Someone gave me a small jar that’s 3 quarter filled with mature milk kefir. It has been sitting in my fridge for months. Now that I’ve finally bought milk and plastic strainer, I’m not sure if the milk kefir has been left too long in the fridge. I dare not seek advice from the giver due to feeling guilty for procrastinating. What can I do with it now?

Jenny says

Hi Sarah,

My grains were grown in cow milk but I am using goat milk to make the kefir. The grains are multiplying well but they aren’t fully fermenting the milk – I can taste that not all the lactose is being digested and the taste is very mild even after several days. Any ideas?? Shall I start again with grains grown in goat milk? Or rinse them?

Many thanks,


    Sarah Jackson says

    Hi Jenny

    In my experience, your grains should work in either milk. Since they’re multiplying successfully, I’m wondering if the balance of milk is right for the grains. If they’re not fermenting after several days, perhaps you’re giving them too much milk? I would firt try reducing the volume and see how that works.

    Something happened to my husband’s cow’s kefir when he took it away with him last summer. He left it in various warm places and they still took a week to ferment. They’ve only ever taken 48 hours before and have done since returning home. So odd!

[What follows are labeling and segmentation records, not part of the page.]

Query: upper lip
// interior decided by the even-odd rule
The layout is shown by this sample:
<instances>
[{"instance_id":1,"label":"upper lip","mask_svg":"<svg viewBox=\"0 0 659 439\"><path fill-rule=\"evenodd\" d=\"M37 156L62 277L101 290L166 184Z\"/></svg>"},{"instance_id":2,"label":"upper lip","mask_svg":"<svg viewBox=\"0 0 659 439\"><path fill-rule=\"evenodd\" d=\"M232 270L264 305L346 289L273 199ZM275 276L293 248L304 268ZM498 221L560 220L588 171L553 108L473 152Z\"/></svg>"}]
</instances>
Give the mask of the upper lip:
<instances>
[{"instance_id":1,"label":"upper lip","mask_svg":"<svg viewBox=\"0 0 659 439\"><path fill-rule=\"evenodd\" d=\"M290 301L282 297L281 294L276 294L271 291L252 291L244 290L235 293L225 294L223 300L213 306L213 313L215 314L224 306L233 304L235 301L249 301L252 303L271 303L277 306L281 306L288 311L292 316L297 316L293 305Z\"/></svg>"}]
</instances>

    With that in mind, my other suggestion would be to check the room temperature with your current routine and see if it sits between 68-75 degrees Fahrenheit. Perhaps somewhere a little warmer may encourage the grains to ferment the milk. You say ‘several’ days, but that could be 3 or 4. Perhaps they need a warmer place to kick start their work better. I’ve had readers use their airing cupboards before now.

    Our utility – where I ferment everything – sometimes reaches 90 degrees F (washing machine/boiler and dryer in there, plus a veluxe window) and fermenting is never a problem. I would worry more about food/drink fermenting in cooler than an over warm place. You just have to keep a closer eye on them in warmer rooms because they can change really quickly.

    I hope this helps. Let me know how you get on!